Marcello Medeiros
Durante toda a tarde desta segunda-feira (19), equipes do Corpo de Bombeiros e Instituto Estadual do Ambiente (INEA), lotada na APA Frades, monitoraram um bicho-preguiça que resolveu ‘escalar’ a rede elétrica paralela à rodovia RJ-130, a Teresópolis-Friburgo. O animal saiu de fragmento florestal vizinho, passou por algumas árvores e terminou na fiação, chamando a atenção também de muitos populares. Devido ao risco de choque elétrico, inclusive para os resgatistas, foi necessário aguardar uma equipe da ENEL para desligar a rede e utilizar um dos seus caminhões de trabalho para a ação. Durante um longo período, também foi tentada uma ‘ponte’ utilizando um grande galho para que ela voltasse sozinha para a rede. Até o fechamento desta edição, não havia informação sobre o local que a ‘preguiça escaladora’ foi destinado, apenas a confirmação do resgate pelos militares.

Ocorrendo com certa frequência em nossa região, o bicho-preguiça é um animal que pertence ao filo Chordata, classe Mammalia, ordem Pilosa, mesma do tamanduá, e distribuído em duas famílias, Bradypodidae e Megalonychidae. Graças às suas longas garras, vivem penduradas na vegetação, geralmente em copas de árvores, alimentando-se de folhas, frutos e brotos, novos, de espécies como embaúbas (Gênero Cecropia), ingazeiras (Gênero Inga) e figueiras (Gênero Ficus); encontradas em seu território. A reprodução também ocorre nas copas das árvores, dando origem a um único filhote, que poderá viver em torno de trinta e cinco anos. A água que o organismo das preguiças precisa é retirada de seus alimentos e do orvalho contido ali, uma vez que tais animais não ingerem essa substância.

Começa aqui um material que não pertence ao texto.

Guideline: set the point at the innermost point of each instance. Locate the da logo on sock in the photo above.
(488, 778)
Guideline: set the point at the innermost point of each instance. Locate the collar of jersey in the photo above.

O fato ocorreu na região de Vale Feliz e o registro foi feito pelas meninas Laura e Melissa, do @risos_e_rumos , que acompanham o salvamento do bicho-preguiça. Foto: Laura e Melissa / Risos e Rumos
Intervenção humana preocupa
Os bichos-preguiça não costumam utilizar suas garras para outros fins, uma vez que são animais pouco ágeis e muito lentos; características estas que, juntamente com o hábito de dormirem aproximadamente 14 horas por dia, lhes rendeu este nome. Assim, recorrem à camuflagem para não serem percebidos por seus principais predadores: onças, algumas serpentes e o gavião-real. Como os filhotes são carregados pelas mães, em suas costas, durante aproximadamente os seus nove primeiros meses de vida, tal comportamento confere proteção adicional a estes indivíduos, mais vulneráveis. No entanto, o que fornece risco real para o declínio de populações de bichos-preguiça são as intervenções humanas, principalmente a destruição de habitats, a caça, e a captura para o comércio clandestino.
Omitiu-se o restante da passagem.